Ia menolak. Ia tidak mau memakan bawaanku. Seperti pengemis, katanya, yang hanya bisa menerima. Sekali lagi aku salut padanya. Aku pun teringat sesuatu.
“Aku sedang mengerjakan makalah untuk lomba. Maukah kau membantuku? Ini tentang budaya Blora. Aku tahu kau pasti tahu betul selukbeluk tradisi kota ini. Anggap saja makanan ini imbalan karena kau membantuku. Bagaimana?”
Ia tampak berpikir sejenak, lalu mengangguk setuju.
Rupanya dia tahu betul budaya dan kesenian Blora. Dari tayub, barongan, wayang, sampai ketoprak. Aku yakin banyak kisah yang dia simpan dan belum ia ceritakan padaku. Ia memberi masukan dan pencerahan. Meski sudah tua, ia masih ingat betul detail tradisi dan budaya. Bahkan hanya beberapa jam, makalahku selesai secara garis besar. Tinggal kudalami dan kupas sedikit, selesai sudah.

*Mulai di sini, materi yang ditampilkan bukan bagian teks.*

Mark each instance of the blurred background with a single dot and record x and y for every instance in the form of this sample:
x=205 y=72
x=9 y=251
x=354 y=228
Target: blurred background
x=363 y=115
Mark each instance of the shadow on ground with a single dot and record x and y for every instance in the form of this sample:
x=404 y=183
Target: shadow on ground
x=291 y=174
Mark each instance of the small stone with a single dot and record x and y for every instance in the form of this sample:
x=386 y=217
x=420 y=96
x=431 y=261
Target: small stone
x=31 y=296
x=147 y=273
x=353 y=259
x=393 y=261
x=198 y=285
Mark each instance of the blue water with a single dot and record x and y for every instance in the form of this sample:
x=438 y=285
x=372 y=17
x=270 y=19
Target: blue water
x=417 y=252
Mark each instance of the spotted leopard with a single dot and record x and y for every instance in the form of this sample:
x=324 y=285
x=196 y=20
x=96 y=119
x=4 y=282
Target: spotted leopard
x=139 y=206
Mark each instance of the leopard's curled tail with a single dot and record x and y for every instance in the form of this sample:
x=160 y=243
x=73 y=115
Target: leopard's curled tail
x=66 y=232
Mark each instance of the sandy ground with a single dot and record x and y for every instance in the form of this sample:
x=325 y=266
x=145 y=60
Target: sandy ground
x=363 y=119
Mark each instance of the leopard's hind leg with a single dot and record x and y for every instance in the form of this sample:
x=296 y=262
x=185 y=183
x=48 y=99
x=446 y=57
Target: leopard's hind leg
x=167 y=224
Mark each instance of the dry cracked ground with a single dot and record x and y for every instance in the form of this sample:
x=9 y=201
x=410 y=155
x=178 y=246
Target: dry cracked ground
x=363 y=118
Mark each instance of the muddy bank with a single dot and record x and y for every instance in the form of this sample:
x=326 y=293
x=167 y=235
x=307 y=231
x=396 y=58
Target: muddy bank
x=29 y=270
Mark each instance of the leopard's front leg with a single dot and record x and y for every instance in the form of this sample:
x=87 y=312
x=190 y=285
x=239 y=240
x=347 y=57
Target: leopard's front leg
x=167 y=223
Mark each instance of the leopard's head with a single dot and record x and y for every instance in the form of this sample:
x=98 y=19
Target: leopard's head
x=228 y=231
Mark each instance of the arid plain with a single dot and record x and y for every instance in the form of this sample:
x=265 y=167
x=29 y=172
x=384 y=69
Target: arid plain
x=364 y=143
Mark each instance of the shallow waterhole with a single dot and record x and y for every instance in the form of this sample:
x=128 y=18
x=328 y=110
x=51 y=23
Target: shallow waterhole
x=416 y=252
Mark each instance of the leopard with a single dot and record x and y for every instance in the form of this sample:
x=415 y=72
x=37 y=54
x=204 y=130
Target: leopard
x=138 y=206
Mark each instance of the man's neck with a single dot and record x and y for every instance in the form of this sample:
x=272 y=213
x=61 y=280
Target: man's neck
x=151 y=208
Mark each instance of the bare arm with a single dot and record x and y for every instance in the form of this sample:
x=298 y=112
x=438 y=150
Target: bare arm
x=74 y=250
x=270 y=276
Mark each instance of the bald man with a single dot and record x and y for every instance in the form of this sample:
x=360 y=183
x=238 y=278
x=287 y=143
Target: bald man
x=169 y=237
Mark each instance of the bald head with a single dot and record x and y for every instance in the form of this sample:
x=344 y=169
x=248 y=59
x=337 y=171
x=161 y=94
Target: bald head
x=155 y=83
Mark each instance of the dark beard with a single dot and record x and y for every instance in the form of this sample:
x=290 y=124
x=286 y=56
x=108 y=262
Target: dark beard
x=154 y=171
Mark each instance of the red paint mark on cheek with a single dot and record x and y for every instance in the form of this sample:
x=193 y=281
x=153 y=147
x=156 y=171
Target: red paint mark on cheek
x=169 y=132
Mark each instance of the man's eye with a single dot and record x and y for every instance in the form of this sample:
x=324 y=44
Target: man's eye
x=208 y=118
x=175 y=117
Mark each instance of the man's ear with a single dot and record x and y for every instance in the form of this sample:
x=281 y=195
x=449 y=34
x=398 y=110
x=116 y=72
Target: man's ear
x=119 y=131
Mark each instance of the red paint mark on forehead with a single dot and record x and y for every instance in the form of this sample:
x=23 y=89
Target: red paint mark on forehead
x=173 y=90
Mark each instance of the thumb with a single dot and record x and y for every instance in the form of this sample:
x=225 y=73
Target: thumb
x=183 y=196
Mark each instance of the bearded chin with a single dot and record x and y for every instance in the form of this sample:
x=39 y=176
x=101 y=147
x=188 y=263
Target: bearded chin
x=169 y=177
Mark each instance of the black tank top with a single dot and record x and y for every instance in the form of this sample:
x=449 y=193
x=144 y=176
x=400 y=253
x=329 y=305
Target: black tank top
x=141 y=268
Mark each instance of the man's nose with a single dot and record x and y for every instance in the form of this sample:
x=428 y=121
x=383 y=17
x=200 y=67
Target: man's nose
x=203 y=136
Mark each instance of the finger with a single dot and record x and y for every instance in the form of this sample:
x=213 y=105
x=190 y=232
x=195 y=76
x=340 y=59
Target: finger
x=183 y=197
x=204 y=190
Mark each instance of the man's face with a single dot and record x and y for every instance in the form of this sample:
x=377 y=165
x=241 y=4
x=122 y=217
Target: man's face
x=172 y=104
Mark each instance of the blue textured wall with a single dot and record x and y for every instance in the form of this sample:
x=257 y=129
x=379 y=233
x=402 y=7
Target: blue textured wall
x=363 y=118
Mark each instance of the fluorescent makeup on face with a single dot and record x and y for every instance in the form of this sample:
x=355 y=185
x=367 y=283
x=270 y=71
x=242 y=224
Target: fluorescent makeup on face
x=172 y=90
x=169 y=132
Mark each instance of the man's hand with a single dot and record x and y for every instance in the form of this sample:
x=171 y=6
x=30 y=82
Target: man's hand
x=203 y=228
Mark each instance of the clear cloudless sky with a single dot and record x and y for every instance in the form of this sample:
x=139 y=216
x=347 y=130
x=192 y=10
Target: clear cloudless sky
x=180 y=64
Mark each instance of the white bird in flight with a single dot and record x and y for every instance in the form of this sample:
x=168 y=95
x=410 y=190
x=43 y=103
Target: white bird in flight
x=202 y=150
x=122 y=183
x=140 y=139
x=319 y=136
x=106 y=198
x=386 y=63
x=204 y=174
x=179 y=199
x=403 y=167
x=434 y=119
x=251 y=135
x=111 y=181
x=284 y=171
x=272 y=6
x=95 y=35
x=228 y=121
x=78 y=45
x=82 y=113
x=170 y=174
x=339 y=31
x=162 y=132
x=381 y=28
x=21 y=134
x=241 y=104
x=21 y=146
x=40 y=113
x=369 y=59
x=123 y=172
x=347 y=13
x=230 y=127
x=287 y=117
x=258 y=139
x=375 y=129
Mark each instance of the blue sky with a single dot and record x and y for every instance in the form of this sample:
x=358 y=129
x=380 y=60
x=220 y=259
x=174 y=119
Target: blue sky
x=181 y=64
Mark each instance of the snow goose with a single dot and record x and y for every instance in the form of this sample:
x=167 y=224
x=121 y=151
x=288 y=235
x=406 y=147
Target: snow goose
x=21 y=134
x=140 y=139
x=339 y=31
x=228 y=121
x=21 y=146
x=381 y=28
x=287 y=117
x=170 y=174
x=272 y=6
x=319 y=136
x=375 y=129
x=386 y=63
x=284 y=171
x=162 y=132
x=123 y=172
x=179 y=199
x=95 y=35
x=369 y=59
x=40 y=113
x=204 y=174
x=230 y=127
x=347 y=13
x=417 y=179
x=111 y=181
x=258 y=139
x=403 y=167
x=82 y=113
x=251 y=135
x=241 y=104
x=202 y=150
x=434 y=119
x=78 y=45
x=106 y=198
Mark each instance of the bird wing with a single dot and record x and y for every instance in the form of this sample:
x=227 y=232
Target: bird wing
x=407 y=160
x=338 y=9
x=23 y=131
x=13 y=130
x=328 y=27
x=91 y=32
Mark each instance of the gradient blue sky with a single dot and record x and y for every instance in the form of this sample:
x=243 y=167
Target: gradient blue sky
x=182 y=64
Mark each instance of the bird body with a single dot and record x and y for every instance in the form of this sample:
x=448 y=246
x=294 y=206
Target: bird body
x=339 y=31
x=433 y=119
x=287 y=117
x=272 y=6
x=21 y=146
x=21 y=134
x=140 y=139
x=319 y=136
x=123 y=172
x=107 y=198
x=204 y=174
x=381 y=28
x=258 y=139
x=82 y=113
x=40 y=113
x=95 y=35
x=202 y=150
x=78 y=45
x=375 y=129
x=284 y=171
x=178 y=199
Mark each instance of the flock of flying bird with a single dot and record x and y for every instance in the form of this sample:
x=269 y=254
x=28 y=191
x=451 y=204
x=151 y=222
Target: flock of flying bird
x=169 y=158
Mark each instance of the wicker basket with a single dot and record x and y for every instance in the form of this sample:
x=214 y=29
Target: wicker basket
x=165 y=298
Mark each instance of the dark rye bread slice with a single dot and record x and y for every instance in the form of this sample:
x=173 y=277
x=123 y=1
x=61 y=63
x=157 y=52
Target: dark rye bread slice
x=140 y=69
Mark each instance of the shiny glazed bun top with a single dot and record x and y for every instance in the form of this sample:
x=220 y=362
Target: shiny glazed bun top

“Jika makalah ini jadi juara, aku akan mentraktirmu. Kau bebas makan di mana saja. Apa yang kau mau. Sebagai imbalan dan rasa terima kasihku.”
Lagi-lagi ia hanya tersenyum. Aku pun pulang dengan perasaan senang.
***
Hari ini aku tidak menemui Pak Tua. Aku berusaha menyelesaikan makalah karena esok terakhir mengumpulkan dan langsung presentasi. Aku sejenak melupakan Pak Tua.
Tibalah saat presentasi makalah. Aku presentasi dengan sangat baik. Pak Tua memberiku detail tradisi dengan baik. Juri menyukai dan menobatkan aku jadi juara pertama. Aku senang bukan main. Segera aku pulang untuk menemui Pak Tua.
Sampai di sana, aku tidak menemukan dia. Apa dia sedang pergi ke tempat lain? Aku pun pulang, berharap nanti Pak Tua kembali.